Books to Film: Too Big to Fail

When Hollywood decided to adapt The Bonfire of the Vanities, Oscar-winner William Hurt’s name was on the short list to play Sherman McCoy, the Wall Street “Master of the Universe” who finds himself having a very bad year. That role went to Tom Hanks, but twenty-plus years later, William Hurt headlines HBO’s very good adaptation of Andrew Ross Sorkin’s 2009 non-fiction look at the financial meltdown, Too Big To Fail. Hurt plays Treasury Secretary Hank Paulson, a former Wall Street master who finds himself having a very bad few months in 2008. The stakes here, are much higher -- instead of a murder charge, Paulson faces the complete meltdown of the financial system world-wide.

While Paulson is the haunted center and Hurt the top-billed actor in this adaptation of the international bestseller, he is not without support. Director Curtis Hanson, of the classic L.A. Confidential, Wonder Boys and the less-than-classic The River Wild, stuffs the film with... well, every character actor in the history of ever. While that's an exaggeration, calling the ensemble cast of Too Big To Fail a Murderer's Row of talent is not. This review could very easily sell you on the picture by listing off who's in it -- when you have Dan Hedeya (as powerful Congressman Barney Frank) and John Heard (as Lehmann Brothers CFO Joe Gregory) show up for a single scene a piece, you know Hanson and his casting directors mean business.

The cast is by far the strongest part of Hanson's movie. The director, working from a script by Peter Gould (Breaking Bad), uses the all-star cast as a kind of shorthand. While animated subtitles inform the audience to folks’ names and jobs, Hanson understands the baggage certain actors bring to their parts as well. So yes, it makes perfect sense that James Woods is the arrogant, self-destructive Dick Fuld, CEO of Lehmann Brothers, whose reluctance to sell his company kicks the whole thing off.

We should all listen to Federal Reserve Chairman Ben Bernanke, because he’s played by the darkly funny and very serious Paul Giamatti, and heed the sage advice of Warren Buffett, because he’s the grandfatherly Edward Asner. When you put JP Morgan Chase CEO Jamie Dimon in a room with other executives to find a way to bail out Lehmann, you know Dimon's running the room, because the man speaking his dialogue is former President Bill Pullman. And you know, no matter what, Matthew Modine will find a way to make Merril Lynch CEO John Thain look like a doofus, because, well, Matthew Modine plays a lot of doofuses.

Those are just a few of the names in the cast of Too Big To Fail, and I’m neglecting others, like Billy Crudup’s Timothy Geitner and Topher Grace and Cynthia Nixon as Treasury aides.
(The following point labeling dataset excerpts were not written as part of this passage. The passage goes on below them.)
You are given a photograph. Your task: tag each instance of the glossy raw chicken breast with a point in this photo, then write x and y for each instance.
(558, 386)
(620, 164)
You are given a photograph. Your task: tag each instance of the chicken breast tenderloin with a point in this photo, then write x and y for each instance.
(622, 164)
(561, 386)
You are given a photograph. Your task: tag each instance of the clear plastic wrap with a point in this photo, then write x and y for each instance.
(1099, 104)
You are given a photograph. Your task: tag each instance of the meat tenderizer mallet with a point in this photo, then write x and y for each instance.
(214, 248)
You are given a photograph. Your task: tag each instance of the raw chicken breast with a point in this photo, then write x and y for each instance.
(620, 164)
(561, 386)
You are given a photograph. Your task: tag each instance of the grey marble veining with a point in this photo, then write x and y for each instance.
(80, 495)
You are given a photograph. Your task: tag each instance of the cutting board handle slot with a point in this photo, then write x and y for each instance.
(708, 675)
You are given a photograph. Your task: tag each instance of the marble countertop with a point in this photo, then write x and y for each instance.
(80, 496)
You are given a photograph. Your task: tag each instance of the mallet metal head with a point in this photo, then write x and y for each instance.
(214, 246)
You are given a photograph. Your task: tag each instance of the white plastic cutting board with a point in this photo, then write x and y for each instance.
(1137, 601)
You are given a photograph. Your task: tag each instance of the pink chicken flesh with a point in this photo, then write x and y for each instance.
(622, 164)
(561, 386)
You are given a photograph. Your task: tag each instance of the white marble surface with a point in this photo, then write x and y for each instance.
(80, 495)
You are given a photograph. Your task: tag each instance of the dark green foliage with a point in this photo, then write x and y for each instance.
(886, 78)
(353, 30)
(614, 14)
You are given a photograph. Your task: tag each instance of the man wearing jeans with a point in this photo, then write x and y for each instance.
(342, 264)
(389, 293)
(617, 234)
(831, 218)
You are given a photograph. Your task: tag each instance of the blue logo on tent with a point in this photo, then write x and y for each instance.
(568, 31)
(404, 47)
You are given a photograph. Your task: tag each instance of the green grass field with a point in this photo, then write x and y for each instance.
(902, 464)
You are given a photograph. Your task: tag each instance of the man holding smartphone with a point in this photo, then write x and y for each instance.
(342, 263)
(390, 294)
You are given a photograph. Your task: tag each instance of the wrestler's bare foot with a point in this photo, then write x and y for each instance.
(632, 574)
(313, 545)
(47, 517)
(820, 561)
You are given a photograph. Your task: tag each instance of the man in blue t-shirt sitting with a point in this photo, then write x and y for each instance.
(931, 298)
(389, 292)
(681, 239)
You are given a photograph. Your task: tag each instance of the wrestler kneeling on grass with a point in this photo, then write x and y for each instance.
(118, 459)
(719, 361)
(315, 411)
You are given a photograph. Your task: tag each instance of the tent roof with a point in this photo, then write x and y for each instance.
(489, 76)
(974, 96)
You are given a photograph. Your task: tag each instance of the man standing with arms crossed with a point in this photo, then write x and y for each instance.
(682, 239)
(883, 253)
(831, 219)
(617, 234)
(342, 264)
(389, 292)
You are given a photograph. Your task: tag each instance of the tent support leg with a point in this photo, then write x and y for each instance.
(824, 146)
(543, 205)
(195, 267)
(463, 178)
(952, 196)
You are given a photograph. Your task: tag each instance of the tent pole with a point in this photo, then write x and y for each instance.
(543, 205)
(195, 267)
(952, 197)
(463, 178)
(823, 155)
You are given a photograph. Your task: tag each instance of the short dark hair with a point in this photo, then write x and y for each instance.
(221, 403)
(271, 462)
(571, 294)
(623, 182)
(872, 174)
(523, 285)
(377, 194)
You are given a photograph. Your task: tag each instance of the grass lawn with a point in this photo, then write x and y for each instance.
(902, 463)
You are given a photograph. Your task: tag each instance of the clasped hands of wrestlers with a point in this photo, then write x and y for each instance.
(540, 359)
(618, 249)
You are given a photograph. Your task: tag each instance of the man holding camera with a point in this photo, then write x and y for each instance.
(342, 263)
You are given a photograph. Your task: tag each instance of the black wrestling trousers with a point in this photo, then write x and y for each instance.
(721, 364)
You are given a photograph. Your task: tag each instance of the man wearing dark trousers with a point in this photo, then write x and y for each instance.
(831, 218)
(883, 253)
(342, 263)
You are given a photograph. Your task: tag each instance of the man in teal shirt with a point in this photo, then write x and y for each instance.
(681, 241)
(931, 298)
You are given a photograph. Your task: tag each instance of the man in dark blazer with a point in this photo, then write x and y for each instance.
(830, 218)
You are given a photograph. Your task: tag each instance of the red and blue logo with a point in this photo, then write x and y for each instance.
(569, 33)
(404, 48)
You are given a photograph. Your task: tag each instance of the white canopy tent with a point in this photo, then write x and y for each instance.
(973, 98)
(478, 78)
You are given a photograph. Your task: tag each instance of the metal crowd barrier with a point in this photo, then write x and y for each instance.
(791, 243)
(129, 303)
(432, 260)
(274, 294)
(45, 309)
I’m also not emphasizing just how good Hurt is as Paulson at portraying the crushing guilt that comes with both causing the financial crisis of the film (as Paulson lobbied for deregulation while in charge at Goldman Sachs) and desperate to fix it. Hurt makes Paulson into a guy with real regrets who becomes frayed over the course of the picture. He’s good at selling the big moments -- threatening CEOS with the weight of the federal government -- and the smaller ones, like casually remarking that nobody did anything to stop deregulation because “We were making too much money.” It’s a fantastic performance, and a sign that audiences never really lost William Hurt -- he just went away for a while.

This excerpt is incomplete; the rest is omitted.